Mrs Katterns said that as the level of poverty within the community increased they were seeing more people who could not find shelter. "I have had clients during the past 12 months who have been living in cars because they are desperate."

Masterton Christian Childcare Centre recently made a submission to Masterton District Council about two homeless men who had been "inhaling petrol or drinking" at the back of St Luke's Church.

Social worker Frances Dearnley said staff believed the men used to sleep outside the St Vincent De Paul shop, which closed last year.

Although they had called police several times, the men came back time and time again.

"In a dream world, we'd like to have some kind of night shelter but it's probably not possible."

She said one viable option was a soup kitchen, so at least people were getting a meal, but the centre was not in a position to offer that.

Siobahn Garlick, manager of mental health and addiction service New Directions, said there were a small number of housing options but they were not easily accessible at short notice.

"Some of our people have been released, been in the mental health unit in Lower Hutt and come back here to nothing, sometimes they're transient.

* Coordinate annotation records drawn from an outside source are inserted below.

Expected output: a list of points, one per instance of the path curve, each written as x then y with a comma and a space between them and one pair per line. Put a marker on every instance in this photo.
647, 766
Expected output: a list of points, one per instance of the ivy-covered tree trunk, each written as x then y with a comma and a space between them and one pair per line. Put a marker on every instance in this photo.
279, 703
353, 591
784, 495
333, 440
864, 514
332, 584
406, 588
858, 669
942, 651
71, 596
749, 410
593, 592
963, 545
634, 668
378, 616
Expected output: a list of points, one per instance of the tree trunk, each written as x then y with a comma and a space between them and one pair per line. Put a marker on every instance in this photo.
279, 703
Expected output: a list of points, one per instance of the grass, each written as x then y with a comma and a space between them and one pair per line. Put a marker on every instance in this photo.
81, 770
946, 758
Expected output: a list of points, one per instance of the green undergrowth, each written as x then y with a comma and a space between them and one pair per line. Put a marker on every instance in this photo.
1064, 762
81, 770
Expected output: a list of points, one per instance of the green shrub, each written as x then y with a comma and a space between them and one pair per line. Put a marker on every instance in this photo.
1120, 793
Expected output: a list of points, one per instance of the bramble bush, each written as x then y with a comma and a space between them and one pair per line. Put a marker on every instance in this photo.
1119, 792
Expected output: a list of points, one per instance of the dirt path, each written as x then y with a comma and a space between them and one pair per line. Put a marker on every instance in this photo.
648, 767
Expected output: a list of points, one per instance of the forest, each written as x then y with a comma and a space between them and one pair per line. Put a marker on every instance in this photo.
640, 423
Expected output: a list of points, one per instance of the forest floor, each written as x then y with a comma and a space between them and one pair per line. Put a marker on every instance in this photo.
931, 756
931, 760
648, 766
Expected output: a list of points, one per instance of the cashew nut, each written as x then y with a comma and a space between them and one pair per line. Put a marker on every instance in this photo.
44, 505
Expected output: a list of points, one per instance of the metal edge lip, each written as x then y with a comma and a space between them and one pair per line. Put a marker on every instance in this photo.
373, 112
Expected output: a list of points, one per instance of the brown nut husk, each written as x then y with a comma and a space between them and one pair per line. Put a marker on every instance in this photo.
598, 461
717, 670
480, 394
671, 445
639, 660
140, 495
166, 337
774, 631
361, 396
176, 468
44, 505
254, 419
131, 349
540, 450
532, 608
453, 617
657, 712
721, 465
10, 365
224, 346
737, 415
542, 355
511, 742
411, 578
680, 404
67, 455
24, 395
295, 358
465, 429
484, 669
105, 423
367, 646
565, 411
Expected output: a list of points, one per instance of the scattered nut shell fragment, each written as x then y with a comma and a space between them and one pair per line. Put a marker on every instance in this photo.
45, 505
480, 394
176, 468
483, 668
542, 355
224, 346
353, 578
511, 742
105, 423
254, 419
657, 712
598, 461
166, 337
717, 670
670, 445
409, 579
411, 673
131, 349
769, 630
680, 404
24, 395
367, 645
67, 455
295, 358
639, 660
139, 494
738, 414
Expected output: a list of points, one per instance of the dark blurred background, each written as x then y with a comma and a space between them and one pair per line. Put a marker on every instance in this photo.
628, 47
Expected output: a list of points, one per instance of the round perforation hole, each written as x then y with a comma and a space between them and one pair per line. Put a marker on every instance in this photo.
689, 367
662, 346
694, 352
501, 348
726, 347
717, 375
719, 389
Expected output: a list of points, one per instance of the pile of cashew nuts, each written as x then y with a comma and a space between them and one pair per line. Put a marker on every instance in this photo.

"We'd like to be able to offer them overnight accommodation."

She would like to see a four- or five-bedroom house set up as emergency accommodation.

A Corrections Department spokeswoman said a small number of offenders had trouble finding short-term accommodation in the Wairarapa but Corrections worked with them to find suitable accommodation.

A Housing NZ spokesman said the corporation was not an emergency accommodation provider, though it kept a list of providers. None was listed in Wairarapa.